So here's a brilliant idea that's been around for a long time. Why not build a suite of specialized databases in an n-tier environment each for the kind of purpose that general purpose RDBMS are adapted to? I thought about that idea a long time ago when I was working with Heba B. over at i2 Technologies. It's an old story that I tell when I talk about the limits of multidimensional databases, so why don't I tell it now?
I2 was the leader in supply chain software and I was assiged to work with those guys to enhance their product called Rhythm Reporter. So we had a starter project and proved that we could build a multidimensional reporting model to the Rhythm data. What we couldn't do at the time was make a CORBA compliant data-broker in the back end for tighter integration. Well, we could have done it, but there was no funding for such a project. All things were go for a looser integration, however we had one weird catch.
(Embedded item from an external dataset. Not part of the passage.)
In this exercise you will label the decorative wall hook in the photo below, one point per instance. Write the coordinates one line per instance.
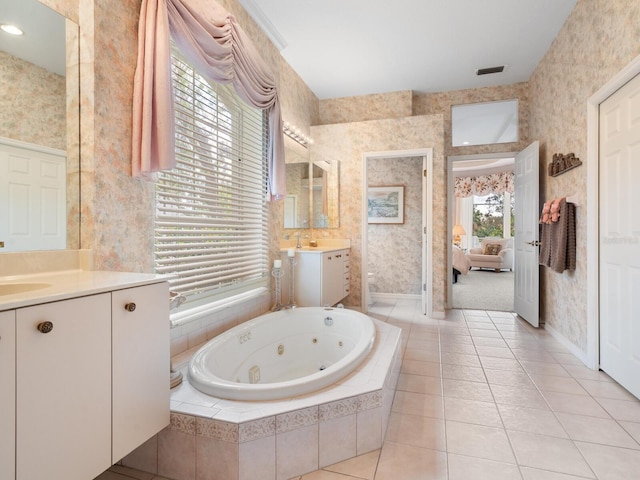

When you are costing out a bill of materials in a manufacturing process, there are sometimes unit costs that apply to the top of a hierarchy. This was a problem for Essbase. Think of a table. There are four legs and a tabletop, five pieces that make up the major components. All of those would be children of 'Table' and their materials, unit and assembly costs could be aggregated. But sometimes there is a cost associated with 'Table' itself. Well how do you get that in without adding a bogus child? I think this is a problem that MSAS solved later, but we didn't have a solution at the time, nor did we have the facility to write custom Java functions for the Calculation Engine. So the problem went without a solution and against us at the time. So it got me to thinking about how best to coordinate multi-database solutions when a single technology couldn't hack it. i2's core product didn't use a relational database, but something odd and else, and its data model was twisted from its query language to populate the RDBMS. Heba and I worked on getting that relational data into OLAP. So I thought of the idea of '3DB', a company specializing in object/relational/multidimensional data problems and solutions. But since I don't have an MBA, I couldn't figure out a way to convince management to do anything with that. I mean, a company that wouldn't partner with i2 to build a CORBA interface isn't going to try any actually risky ideas, besides there were only about 7 people on the planet who understood what we were doing in any detail.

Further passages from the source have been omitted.